The question is, can SEOs give their clients timelines for when they can expect improvements on their SEO or ranking issues in Google Search? The answer is, it depends on the issue and how specific the timeline is.
Let me share the Twitter thread between Pedro Dias, a former Googler, and John Mueller of Google:
Some change-timelines can be fairly well-estimated though, even for unknown sites. Eg, if a site is crawled normally, a site-wide noindex will be visible in search traffic within about a week. Other changes less so ("improve quality").
— 🍌 John 🍌 (@JohnMu) July 8, 2021
It usually doesn't matter as long as it's not fully blocking. We tend to crawl pages that are more visible more often, so even if we can crawl 1% of what we want, those would often be the ones commonly shown = have a noticable impact if they disappear. Not universal, but almost.
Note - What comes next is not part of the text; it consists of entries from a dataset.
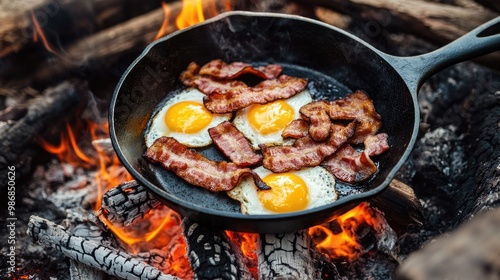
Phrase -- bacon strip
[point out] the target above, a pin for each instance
(197, 170)
(305, 152)
(315, 112)
(233, 144)
(356, 106)
(207, 85)
(349, 165)
(266, 91)
(352, 166)
(219, 69)
(376, 144)
(295, 129)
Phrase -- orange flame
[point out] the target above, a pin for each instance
(342, 243)
(164, 26)
(192, 13)
(38, 32)
(68, 150)
(247, 242)
(158, 229)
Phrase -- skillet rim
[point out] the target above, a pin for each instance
(186, 206)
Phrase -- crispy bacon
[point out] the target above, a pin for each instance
(207, 85)
(305, 151)
(356, 106)
(266, 91)
(219, 69)
(352, 166)
(233, 144)
(197, 170)
(349, 165)
(376, 144)
(295, 129)
(320, 124)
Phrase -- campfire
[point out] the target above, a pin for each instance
(73, 209)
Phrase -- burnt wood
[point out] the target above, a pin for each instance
(126, 203)
(438, 23)
(401, 206)
(107, 259)
(470, 252)
(286, 256)
(55, 103)
(212, 254)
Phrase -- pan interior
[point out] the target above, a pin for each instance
(320, 86)
(334, 62)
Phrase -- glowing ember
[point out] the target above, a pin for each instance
(342, 242)
(159, 233)
(247, 242)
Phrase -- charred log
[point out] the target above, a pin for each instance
(470, 252)
(286, 256)
(126, 203)
(400, 205)
(55, 103)
(88, 252)
(212, 254)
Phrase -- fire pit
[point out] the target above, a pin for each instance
(73, 212)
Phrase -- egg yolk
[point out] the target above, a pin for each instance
(187, 117)
(288, 193)
(271, 117)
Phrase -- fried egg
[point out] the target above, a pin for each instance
(290, 191)
(185, 118)
(264, 123)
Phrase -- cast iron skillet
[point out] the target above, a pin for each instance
(335, 62)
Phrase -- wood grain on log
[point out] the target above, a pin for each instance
(470, 252)
(400, 205)
(109, 260)
(212, 254)
(286, 256)
(126, 203)
(55, 103)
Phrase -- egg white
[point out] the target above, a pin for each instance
(158, 128)
(241, 122)
(320, 184)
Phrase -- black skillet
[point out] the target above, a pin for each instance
(335, 63)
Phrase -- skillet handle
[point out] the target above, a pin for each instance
(415, 70)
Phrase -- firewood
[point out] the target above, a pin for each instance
(469, 252)
(286, 256)
(107, 259)
(126, 204)
(437, 22)
(212, 254)
(55, 103)
(108, 45)
(400, 205)
(79, 271)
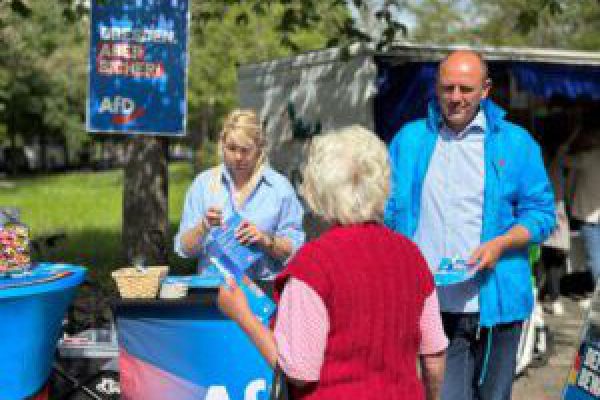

— 🍌 John 🍌 (@JohnMu) July 8, 2021
So while you can tell a client that a core update fix, a quality issue, can take several months it also depends on if that client is willing to revamp a lot of the site and content on that site. But if you placed a noindex directive on your site, removing it, will lead to a quick restore of indexing over a shorter period of time. Or if all the site's pages have generic title tags that say "tile goes here" and you change them to relevant titles, then I assume a site like that will see a very quick boost in rankings. But it all depends on what the issue is, what needs to take place to solve the issue and how quickly Google can react to those changes.
So yea, some things can be quick and you can plan out a timeline for a fix. Other things might not be quick and might be dependent on third-parties or your clients to fix, and you cannot guarantee a timeline on those changes. And with anything Google, you simply do not control everything like you may in other forms of businesss.